The Growing Value of Real-World Evidence Studies
When patients interact with interventions in real life, not just in laboratory conditions, it provides a deeper and fuller understanding of that intervention, says Robertson. “We get lots of good efficacy data when we do very controlled trials, but these real-world evidence studies are becoming an important part of how we do clinical research. We can see how an intervention plays out over months and years, with different groups of people than were originally studied and people interacting with variables outside that controlled setting.”
There’s already a wealth of data via electronic medical systems, which store patient data from medical visits, as well as health insurance claims. Additionally, pharmaceutical companies now provide patient data in regard to their products, such as adverse events and prescription pickups.
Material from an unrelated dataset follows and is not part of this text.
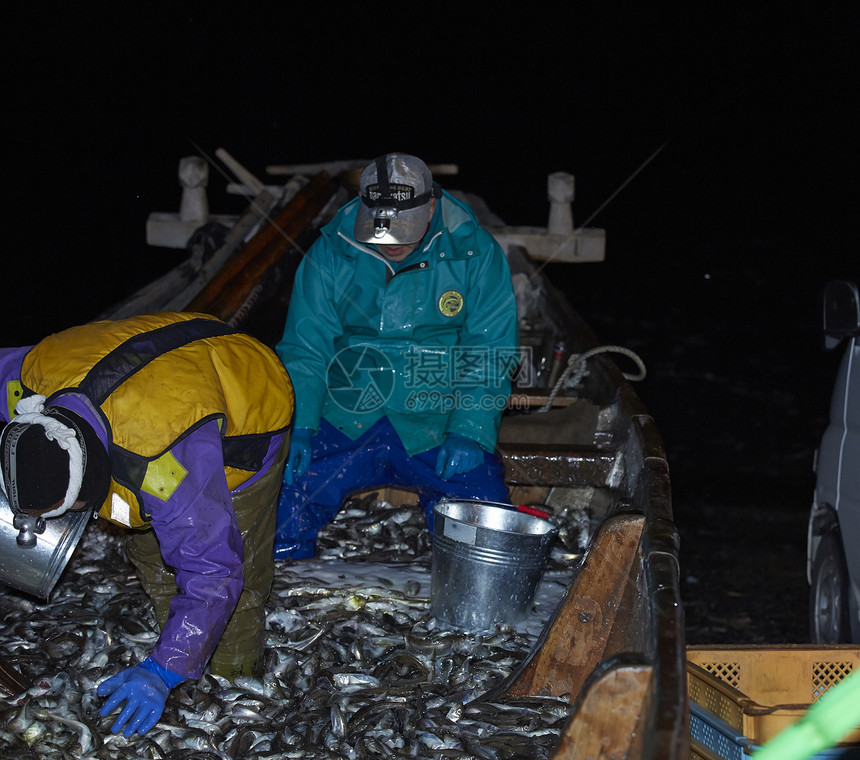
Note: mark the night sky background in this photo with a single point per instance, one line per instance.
(716, 145)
The Food and Drug Administration (FDA) has started allowing researchers to submit anonymized real-world evidence to complement clinical trials, which allows for a broader, more representative study of populations beyond the recruitment for a particular study.
“For example, it might be easy to recruit large groups of white women in the United States to be part of your clinical trial studying breast cancer, but it’s unlikely that you’re going to be able to recruit enough men who have breast cancer: a small portion, but still an important part of that population. Similarly, our clinical trials might have some Black, Asian, or other individuals of color, but it might not be wholly representative of the population.”
Supplementing clinical trials with real-world data is an important piece of the research. In other words, says Robertson, “How does this actually function when you don’t have people who are reporting into an investigator every week and hoping to be a good trial participant?”
Delving Deeper into Patient-Reported Outcomes
Asking patients to measure their own health status is not a new metric. “We’ve been asking about pain for a long time,” notes Robertson. “But for some, a certain level might be more agreeable for some people than for others, and may depend on different factors, such as what you do for work, what your lifestyle looks like, and so on.”
Thus, the innovation around patient-reported outcomes is the increased effort and opportunity to understand how people measure their own health status, as well as the ability to tailor treatment based on that data.
“What do patients actually want? It’s great that we’re able to shrink your tumor or control your blood pressure. But if that means that you’re unable to play with your children or walk your dog or write at your computer for long periods of time, it might be less exciting for you. That might not be a tradeoff that you’re willing to make,” Robertson explains.
Listening to patients when they describe their condition and talking about the impacts of either the condition or the treatment on their life is more important than ever. “In a chronic condition, for example, we’re trying to help lower pain—without giving you a bunch of side effects that’ll mean you still can’t function,” Robertson says.
Designing Patient-Centric Clinical Trials
If there’s a single throughline to these innovations, it’s the increased centrality of patients in this work. Researchers should keep this in mind as they move forward with their trials, Robertson explains.
“People’s priorities have changed. I think a lot of people are no longer willing to go to the doctor and just accept a lower quality of care. Furthermore, the focus on quality and patient satisfaction is also helping to drive some of this. It’s no longer decisions being made from the top down,” she says.